IPF is truly great at the first kind -- basically give me any compute-related microbenchmark and otherwise equivalent IPF and x86 processors, and the IPF will win. It's the assembly tweakers wet dream. But most of real code is the second kind, for which IPF really, really sucks. Each vliw bundle is 16 bytes, and instructions within cannot use the results of each other. The most complex addressing mode is register-indirect. If you want to do any memory operation more complex than that, every pointer chase you do is 32 bytes, or
even more. Sure, you'd have plenty of slots in those bundles to fit unrelated instructions into, but
you don't have anything to put in them.
The end result is that real, normal code tends to swell up really badly, and overflows all sensible instruction caches. Which is just great because in the absence of OOE, on every miss you really wait. If you ever wondered why they put 1MB of L2 instruction cache per core on the 90nm Montecito, well, now you know. Any savings they had due to the simpler decode and not having OOE they paid back right there, with really heavy interest.

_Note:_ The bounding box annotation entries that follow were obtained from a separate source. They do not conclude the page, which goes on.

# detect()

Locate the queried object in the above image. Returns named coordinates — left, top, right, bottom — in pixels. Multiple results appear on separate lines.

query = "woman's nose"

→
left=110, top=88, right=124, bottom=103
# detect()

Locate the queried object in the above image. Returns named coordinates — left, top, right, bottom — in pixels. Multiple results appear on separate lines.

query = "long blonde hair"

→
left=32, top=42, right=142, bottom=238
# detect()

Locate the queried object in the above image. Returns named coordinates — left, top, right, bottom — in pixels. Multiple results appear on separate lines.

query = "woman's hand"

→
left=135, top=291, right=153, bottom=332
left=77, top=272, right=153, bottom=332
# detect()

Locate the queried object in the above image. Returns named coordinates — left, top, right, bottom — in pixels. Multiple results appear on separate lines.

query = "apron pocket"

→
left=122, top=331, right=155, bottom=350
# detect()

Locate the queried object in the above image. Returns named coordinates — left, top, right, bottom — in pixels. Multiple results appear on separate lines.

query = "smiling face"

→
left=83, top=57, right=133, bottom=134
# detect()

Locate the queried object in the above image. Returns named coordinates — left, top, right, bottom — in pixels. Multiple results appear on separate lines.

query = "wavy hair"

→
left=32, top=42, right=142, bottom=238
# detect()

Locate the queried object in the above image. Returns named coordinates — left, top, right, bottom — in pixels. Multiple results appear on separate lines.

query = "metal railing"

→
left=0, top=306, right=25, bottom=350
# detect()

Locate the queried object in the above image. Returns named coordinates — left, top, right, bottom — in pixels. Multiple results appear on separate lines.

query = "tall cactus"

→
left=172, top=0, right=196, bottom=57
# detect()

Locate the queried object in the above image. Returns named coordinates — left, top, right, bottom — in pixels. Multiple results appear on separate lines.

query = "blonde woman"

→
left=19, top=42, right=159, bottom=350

The only reason IPF even exists now is that Intel has segmented all the cool RAS features into Itanium servers -- expensive high end servers that need reliability use Itanium despite the instruction set, not because of it.
Note that I think that there are places where VLIW shines -- notably, AMD GPU's use it, and it allows them much better compute density than nVidia. But that's because the loads they get are basically tailor-made to their strengths -- in AMD shaders, all memory operations are segregated into separate programs run individually from the shader ops. Pointer-chasing is more or less just banned. Unfortunately, you cannot really do that for general-purpose code. (Itanium should be pretty cool at OpenCL, if somebody bothered to write a decent compiler for it).